La caída en desgracia de Poggi empezó a forjarse cuando, tras cuatro días de “tratamiento” con el criminal, visitó la revista Caretas y habló con el periodista Jorge Salazar. El motivo era una primicia. “Puedo certificar que él es el descuartizador… He realizado muchas pruebas psicológicas, científicas… Es un peligro”, le aseguró, mientras le entregaba, a cambio de un pago, los casetes con las charlas que había sostenido hasta ese momento con el supuesto criminal.
Poggi afirmaba que el “negro” era un tipo muy hábil, con un elevadísimo coeficiente intelectual y que nunca confesaría sus crímenes; que se trataba de un “duro” habituado a interrogatorios y torturas carcelarias, que así nomás no hablaba. Era el viernes 7 de febrero de 1986. Por la tarde, el reportero gráfico de Caretas, Víctor Ch. Vargas, logró entrar en el local de la PIP camuflado como fotógrafo particular del psicólogo. Sus tomas revelaron el grado de sumisión del detenido.
El hombre de la pipa negra trabajó frenéticamente ese fin de semana. Todo el sábado, con dibujos que el criminal debió interpretar; hasta el domingo, antes de la medianoche, en que el “terapeuta” perdió la razón. Y sólo sus manos cobraron fuerza ante el cuerpo lánguido del psicópata. La correa ajustó el cuello hasta el final.
Un diálogo tenso, duro, trágico, fue la previa al remate homicida. “¡Así, no te muevas, no te muevas! ¡No te muevas, asesino! ¡Asesino…Asesino! ¡Ya no matarás a nadie asesino… ¡Malditoooo!… ditooooo!”. Esas fueron las últimas palabras entre ambos protagonistas, grababas por el propio psicólogo y publicadas por el periodista Jorge Salazar en su libro Poggi: la verdad del caso (1987).
En esa época hubo muchas hipótesis, incluso algunos periodistas se aventuraron a decir que el psicólogo había recibido “ayuda” policial para su crimen.
Hoy, en su refugio chorrillano, que es como una casa de cartón, Poggi deambula al lado de una lancha descascarada que reposa en el amplio y oscuro pasadizo; y más allá, cohabita al lado de monstruosas piezas esculpidas en arcilla.
Solo estuvo cinco años preso, pues salió en 1991 beneficiado por la ley de despenalización vigente (dos años de pena por uno de trabajo). Sin embargo, debió registrarse mensualmente en las dependencias policiales hasta 1998, en que se cumplió la pena de doce años impuesta por la Corte Suprema.

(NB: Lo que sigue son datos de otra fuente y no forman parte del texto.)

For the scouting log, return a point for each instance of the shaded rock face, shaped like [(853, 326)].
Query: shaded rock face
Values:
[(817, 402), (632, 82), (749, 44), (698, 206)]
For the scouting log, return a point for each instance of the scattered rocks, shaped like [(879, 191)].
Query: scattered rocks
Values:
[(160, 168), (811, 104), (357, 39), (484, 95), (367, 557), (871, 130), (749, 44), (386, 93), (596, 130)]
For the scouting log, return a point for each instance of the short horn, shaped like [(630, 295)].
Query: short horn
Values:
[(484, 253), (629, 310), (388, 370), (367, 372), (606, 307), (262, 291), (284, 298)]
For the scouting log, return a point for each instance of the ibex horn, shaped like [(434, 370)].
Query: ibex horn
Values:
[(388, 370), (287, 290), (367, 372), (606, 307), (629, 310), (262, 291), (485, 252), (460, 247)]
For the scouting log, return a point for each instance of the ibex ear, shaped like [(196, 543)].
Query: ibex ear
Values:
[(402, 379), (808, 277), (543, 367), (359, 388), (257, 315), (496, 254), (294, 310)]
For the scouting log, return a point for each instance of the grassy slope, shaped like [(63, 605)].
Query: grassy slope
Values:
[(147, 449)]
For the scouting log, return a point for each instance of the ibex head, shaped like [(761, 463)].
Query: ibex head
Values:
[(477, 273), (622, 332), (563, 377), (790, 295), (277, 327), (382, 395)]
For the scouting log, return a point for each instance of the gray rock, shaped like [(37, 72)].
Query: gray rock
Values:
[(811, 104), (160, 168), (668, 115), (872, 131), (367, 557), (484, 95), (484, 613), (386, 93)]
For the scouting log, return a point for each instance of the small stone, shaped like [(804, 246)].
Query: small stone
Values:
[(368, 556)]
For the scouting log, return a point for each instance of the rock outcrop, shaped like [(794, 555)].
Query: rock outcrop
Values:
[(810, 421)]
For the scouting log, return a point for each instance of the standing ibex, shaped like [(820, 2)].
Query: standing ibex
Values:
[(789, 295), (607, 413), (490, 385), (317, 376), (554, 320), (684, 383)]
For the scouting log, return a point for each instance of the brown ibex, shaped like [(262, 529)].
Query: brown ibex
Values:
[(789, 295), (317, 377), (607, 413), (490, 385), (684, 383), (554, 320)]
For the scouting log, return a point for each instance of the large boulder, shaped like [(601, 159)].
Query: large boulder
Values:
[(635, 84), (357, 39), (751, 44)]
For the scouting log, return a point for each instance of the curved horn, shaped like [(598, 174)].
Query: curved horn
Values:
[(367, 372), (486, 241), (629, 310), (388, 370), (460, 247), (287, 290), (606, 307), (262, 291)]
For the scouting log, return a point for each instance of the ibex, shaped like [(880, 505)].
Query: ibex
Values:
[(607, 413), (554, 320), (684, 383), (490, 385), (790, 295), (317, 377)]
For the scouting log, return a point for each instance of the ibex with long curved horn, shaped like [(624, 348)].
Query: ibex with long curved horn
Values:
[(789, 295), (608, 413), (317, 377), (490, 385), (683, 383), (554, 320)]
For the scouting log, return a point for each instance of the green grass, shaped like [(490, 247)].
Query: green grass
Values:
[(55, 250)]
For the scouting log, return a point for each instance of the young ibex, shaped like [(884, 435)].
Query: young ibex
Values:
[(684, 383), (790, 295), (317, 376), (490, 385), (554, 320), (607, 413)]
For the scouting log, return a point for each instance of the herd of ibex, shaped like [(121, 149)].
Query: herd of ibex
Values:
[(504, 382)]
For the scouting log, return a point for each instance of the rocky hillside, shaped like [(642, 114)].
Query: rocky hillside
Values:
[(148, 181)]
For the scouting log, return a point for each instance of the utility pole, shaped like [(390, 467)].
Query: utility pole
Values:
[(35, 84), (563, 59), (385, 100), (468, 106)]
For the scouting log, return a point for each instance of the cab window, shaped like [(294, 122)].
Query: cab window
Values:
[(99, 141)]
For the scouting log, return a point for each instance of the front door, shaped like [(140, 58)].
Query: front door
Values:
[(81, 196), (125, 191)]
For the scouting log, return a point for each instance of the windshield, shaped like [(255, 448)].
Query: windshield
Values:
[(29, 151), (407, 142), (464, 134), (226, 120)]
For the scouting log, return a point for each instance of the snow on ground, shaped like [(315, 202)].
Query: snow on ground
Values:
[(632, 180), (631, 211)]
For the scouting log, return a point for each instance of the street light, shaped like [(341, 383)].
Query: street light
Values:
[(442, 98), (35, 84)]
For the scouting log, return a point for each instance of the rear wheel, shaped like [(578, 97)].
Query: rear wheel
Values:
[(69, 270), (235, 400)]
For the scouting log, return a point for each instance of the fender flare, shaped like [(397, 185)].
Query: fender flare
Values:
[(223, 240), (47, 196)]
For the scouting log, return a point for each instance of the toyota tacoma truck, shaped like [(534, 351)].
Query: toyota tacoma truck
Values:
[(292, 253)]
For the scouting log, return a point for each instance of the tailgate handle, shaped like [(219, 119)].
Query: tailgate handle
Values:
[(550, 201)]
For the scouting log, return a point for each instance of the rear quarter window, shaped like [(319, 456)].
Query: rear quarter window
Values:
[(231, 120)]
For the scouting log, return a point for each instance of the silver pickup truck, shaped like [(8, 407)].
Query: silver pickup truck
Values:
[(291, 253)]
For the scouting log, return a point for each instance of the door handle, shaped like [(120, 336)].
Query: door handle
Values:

Su traumática experiencia lo llevó a protagonizar una película, cuyo título inicial habría sido “Poggi: ángel o demonio”, pero finalmente quedó “Mi crimen al desnudo”, una cinta dirigida por Leonidas Zegarra, de bajísimo presupuesto, que se proyectó hacia el año 2001 en unas cuantas salas de provincias. Mal producido y peor dirigido, el tema del homicidio terminó grotescamente escenificado en un ambiente de music hall tan sórdido que ni el propio psicólogo quedó satisfecho.